Кровь и глаза могли оказаться бесполезными, даже если бы убийцы оставили их для аккуратного исследования на острие ножа. Оставшись с телом один на один, Наутака собирался вытащить гладий, закрепленный на наголеннике, и оскальпировать несчастного придурка.

Всё, что было нужно арногауру — мозг жертвы.

V

Несколько часов спустя весь Ксавек уже горел. С трупа города-мануфакторума высоко в небо поднимался дым, превращая день в ночь на километры за его окраинами. Каждый глоток воздуха отдавал расплавленным металлом и жженой пылью. Носы и языки всех солдат, сражавшихся в пределах Ксавека, покрылись частичками сажи, а кожа и сталь потемнели от жирного, липкого смога, изрыгаемого пылающими установками по переработке прометия.

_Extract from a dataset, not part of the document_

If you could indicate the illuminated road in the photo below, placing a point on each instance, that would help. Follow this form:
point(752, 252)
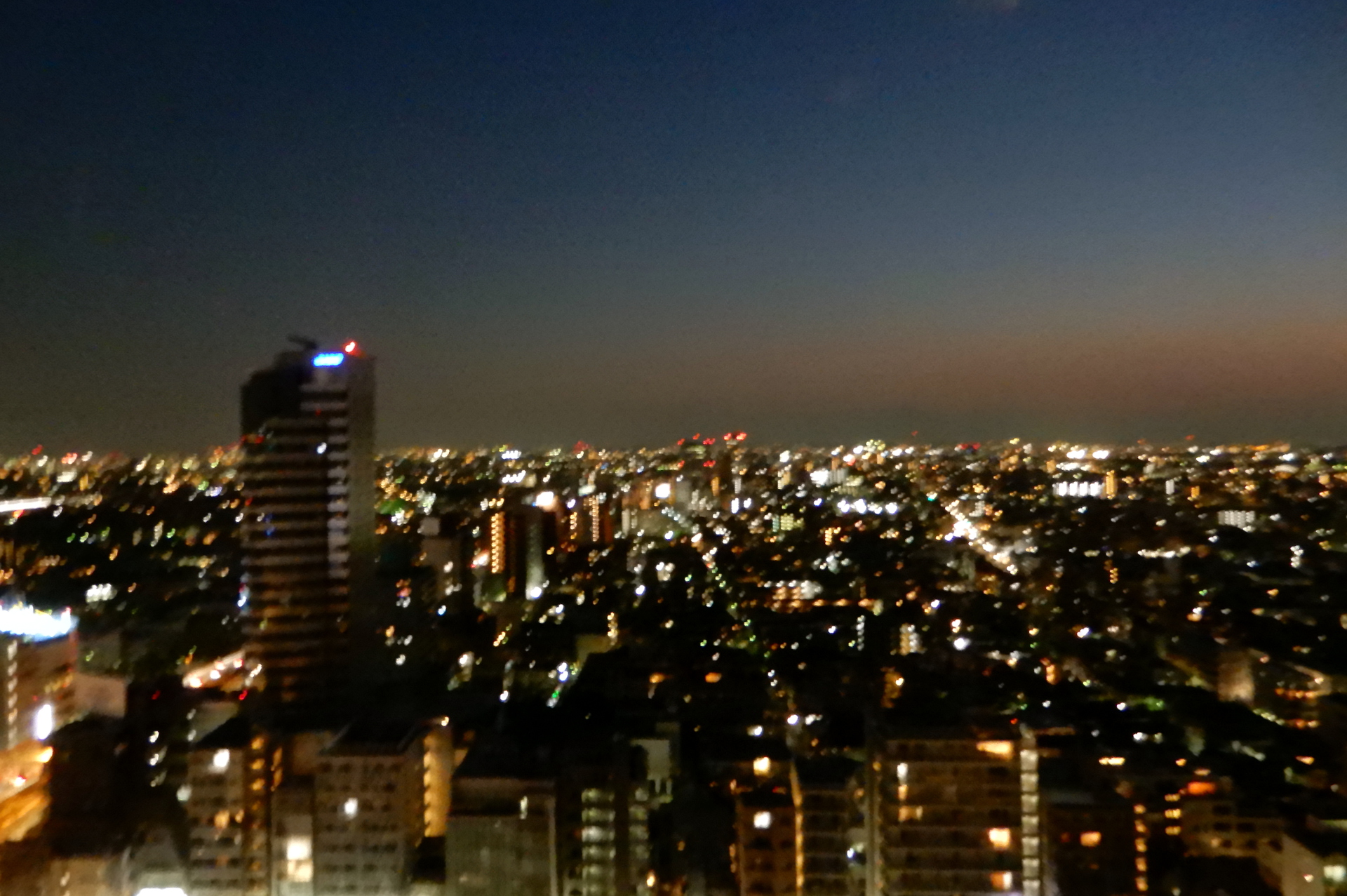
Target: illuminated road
point(22, 767)
point(22, 813)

Когда опустилась ночь, неотличимая от задушенного дня, урдешские бронетанковые роты по-прежнему сражались с танковыми батальонами Кровавого Договора на заваленных щебнем улицах города. Мелкокалиберные заряды с треском отскакивали от неуязвимых для них корпусов, гранаты, лязгнув о металл, безрезультатно взрывались на броне. Шакальи стаи отчаянных бойцов Договора наваливались на вражеские машины и, вытаскивая танкистов, потрошили их под открытым небом. В ответ на это техножрецы из рушащихся кузней-шпилей направляли отряды лоботомированных прислужников на пересечения проспектов, испепеляя бронетехнику Гаура залпами древних богохульных орудий Марса.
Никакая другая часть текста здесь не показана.